Token Encoder#

class TokenEncoder#

TokenEncoder class for different tokenization encoding algorithms.

Public Types

enum Type#

Token encoder algorithm type.

Values:

enumerator BPE#

Byte Pair Encoding.

enumerator SENTENCEPIECE#

SentencePiece encoding (unimplemented)

enumerator WORDPIECE#

WordPiece encoding (unimplemented)

Public Functions

TokenEncoder(Type type = BPE)#

Constructor for token encoder.

Parameters:

type – Encoder algorithm type (default: BPE)

~TokenEncoder() = default#
bool initialize(
TokenToRanks const &vocab,
TokenToRanks const &specialTokens = {}
)#

Initialize with vocabulary.

Parameters:
  • vocab – Main vocabulary mapping

  • specialTokens – Special tokens mapping

Returns:

true if vocab is non-empty and initialization completes; false if vocab is empty

bool encode(
std::string const &piece,
std::vector<Rank> &output
) const#

Encode a piece of text using the algorithm.

Parameters:
  • piece – Input text piece (already pretokenized)

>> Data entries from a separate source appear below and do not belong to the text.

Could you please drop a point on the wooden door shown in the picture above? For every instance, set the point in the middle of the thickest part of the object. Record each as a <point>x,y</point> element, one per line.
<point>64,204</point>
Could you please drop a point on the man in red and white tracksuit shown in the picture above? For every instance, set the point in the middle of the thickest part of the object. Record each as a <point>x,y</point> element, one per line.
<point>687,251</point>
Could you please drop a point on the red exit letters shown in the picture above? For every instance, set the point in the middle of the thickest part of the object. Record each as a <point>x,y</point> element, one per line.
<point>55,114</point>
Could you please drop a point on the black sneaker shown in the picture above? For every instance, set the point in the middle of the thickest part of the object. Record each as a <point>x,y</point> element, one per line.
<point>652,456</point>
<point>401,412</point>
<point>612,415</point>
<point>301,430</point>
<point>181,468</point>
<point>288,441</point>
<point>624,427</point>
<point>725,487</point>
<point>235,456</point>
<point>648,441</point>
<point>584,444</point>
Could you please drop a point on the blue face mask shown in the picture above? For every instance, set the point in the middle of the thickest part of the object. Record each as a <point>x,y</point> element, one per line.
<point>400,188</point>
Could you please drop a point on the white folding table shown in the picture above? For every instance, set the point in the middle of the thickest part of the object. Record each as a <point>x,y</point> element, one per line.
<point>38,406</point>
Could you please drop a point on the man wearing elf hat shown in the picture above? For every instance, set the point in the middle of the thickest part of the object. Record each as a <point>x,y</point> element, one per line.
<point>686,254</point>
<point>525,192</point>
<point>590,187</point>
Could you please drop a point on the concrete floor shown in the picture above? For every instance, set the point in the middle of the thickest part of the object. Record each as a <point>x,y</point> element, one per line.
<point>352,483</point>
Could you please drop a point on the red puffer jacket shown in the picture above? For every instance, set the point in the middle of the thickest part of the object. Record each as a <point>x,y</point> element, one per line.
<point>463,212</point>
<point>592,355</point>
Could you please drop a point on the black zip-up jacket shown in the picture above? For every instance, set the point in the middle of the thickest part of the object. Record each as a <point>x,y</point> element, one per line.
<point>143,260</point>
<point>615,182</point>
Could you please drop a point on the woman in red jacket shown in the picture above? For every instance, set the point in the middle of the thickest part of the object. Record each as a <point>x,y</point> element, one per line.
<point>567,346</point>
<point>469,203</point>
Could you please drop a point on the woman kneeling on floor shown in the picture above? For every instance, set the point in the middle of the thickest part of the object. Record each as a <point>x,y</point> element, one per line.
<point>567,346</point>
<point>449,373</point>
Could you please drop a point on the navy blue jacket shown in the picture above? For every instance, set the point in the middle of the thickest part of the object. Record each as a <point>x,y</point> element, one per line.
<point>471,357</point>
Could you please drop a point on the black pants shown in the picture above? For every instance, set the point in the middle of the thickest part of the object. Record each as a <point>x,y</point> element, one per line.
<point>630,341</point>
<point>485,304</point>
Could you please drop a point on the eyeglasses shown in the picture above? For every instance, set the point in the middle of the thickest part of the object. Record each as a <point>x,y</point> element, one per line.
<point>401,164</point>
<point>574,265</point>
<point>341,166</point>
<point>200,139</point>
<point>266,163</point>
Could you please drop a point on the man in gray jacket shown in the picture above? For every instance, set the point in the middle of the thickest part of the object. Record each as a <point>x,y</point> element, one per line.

  • output – Vector to store token IDs

Returns:

true if piece is within size limits and encoding completes successfully; false if piece exceeds 1MB limit or encoding algorithm fails

bool decode(
std::vector<Rank> const &tokens,
std::string &output,
bool skipSpecialTokens = false
) const#

Decode token IDs back to text.

Parameters:
  • tokens – Vector of token IDs

  • output – String to store result

  • skipSpecialTokens – Whether to skip special tokens

Returns:

true if all tokens are found in vocabulary or skipped successfully; false if unknown tokens are encountered and skipSpecialTokens is false

inline Type getType() const noexcept#

Get encoder type.

Returns:

Encoder algorithm type

inline size_t getVocabSize() const noexcept#

Get vocabulary size.

Returns:

Total number of tokens in vocabulary

bool hasToken(std::string const &token) const#

Check if token exists in vocabulary.

Parameters:

token – Token string to check

Returns:

true if token exists, false otherwise

Rank getTokenRank(std::string const &token) const#

Get token rank from token string.

Parameters:

token – Token string

Returns:

Token rank/ID

std::string getRankToken(Rank rank) const#

Get token string from rank.

Parameters:

rank – Token rank/ID

Returns:

Token string